The Unrhymed Couplets of the Universe
by Sharon Shinn
Henry sipped from his morning coffee, gazing over the rim of the cup at the green
plastic ball in the middle of the kitchen table. It had not been there twenty seconds
previously. He had looked up from buttering his second piece of toast to find it
sitting jauntily on top of the real estate section of the newspaper.
Henry was eighty-two years old, retired since he was seventy, a widower since he
was seventy-six, and nothing much alarmed him or terrified him any more.
Certainly not a child's scuffed green ball, no matter how sudden its appearance. It
didn't do anything interesting for the five minutes he watched it, so he eventually
shrugged, stood up, and cleared the table. By the time he had finished rinsing out
the coffee pot and loading the dishwasher, the ball was gone.
That evening while he watched television, a fat red pillow manifested itself beside
him on the couch. It was edged with gold braid and looked like it belonged in a
living room that was much fancier than anything Henry would find comfortable.

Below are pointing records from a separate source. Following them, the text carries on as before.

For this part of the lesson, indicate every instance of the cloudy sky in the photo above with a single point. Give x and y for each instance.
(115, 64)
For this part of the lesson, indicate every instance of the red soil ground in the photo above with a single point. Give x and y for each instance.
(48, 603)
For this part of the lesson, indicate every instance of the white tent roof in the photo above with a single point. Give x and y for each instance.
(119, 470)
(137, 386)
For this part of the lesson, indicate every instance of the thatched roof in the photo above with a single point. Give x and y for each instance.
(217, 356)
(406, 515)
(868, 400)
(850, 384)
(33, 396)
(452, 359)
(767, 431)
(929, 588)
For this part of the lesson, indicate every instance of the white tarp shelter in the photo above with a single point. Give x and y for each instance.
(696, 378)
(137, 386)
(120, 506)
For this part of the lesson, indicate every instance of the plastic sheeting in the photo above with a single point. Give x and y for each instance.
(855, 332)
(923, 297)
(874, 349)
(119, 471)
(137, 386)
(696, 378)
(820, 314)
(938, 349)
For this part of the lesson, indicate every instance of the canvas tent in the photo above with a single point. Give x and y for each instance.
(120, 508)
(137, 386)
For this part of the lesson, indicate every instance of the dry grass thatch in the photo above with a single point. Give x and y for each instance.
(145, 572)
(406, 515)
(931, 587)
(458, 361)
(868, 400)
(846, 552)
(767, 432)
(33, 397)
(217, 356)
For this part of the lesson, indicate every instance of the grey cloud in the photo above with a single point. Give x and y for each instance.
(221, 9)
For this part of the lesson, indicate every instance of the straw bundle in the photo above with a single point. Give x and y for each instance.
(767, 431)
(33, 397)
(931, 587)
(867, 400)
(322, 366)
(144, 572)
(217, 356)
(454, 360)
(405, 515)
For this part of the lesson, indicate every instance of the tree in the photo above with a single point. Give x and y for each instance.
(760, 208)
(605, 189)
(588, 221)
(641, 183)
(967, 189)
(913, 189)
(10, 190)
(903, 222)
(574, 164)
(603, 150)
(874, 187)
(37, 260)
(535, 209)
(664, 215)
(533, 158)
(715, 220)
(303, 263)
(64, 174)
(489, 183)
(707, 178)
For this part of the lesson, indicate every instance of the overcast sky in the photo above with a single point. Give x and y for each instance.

Like the ball, it didn't stick around long. Before the next commercial break, it had
vanished.
More random objects appeared at a somewhat faster rate the following day. The
first one showed up while Henry was sitting at his desk, checking emails. He
loved email. Never had to speak to a soul if you didn't feel like it, but you still
had the sense of being connected to every person you'd ever met in your entire
life, even the ones you didn't like so much. He was just typing a reply to his sister
in Florida when he glanced over to find a small glass of water sitting at his right
elbow. In the water was a thin paintbrush, and the residue of black paint had
oozed from the bristles into the liquid, turning it a foggy gray. Henry couldn't
think that these were the tools of a true artist; more likely they belonged to an old
woman daubing at a heavy piece of pressed paper or a child experimenting with
color.
They were gone before he'd thought about it too much, but he hadn't even stood
up from the desk before the next apparition of the day arrived. It was a photo
frame, holding a picture of a laughing family of five as they posed before a
waterfall in what looked like a national park. Henry might not even have noticed
it except that it blocked the photo of Ellen that he glanced at on a fairly regular
basis. He pushed it aside carefully, in case his touch might contaminate it in some
way and make it impossible for the frame to return to its rightful place -- the way
he'd always been taught the scent of a human would contaminate a baby bird or a
wild rabbit and make its natural parents shun it forever. But he wanted to gaze at
Ellen a moment before he quit the room for the day.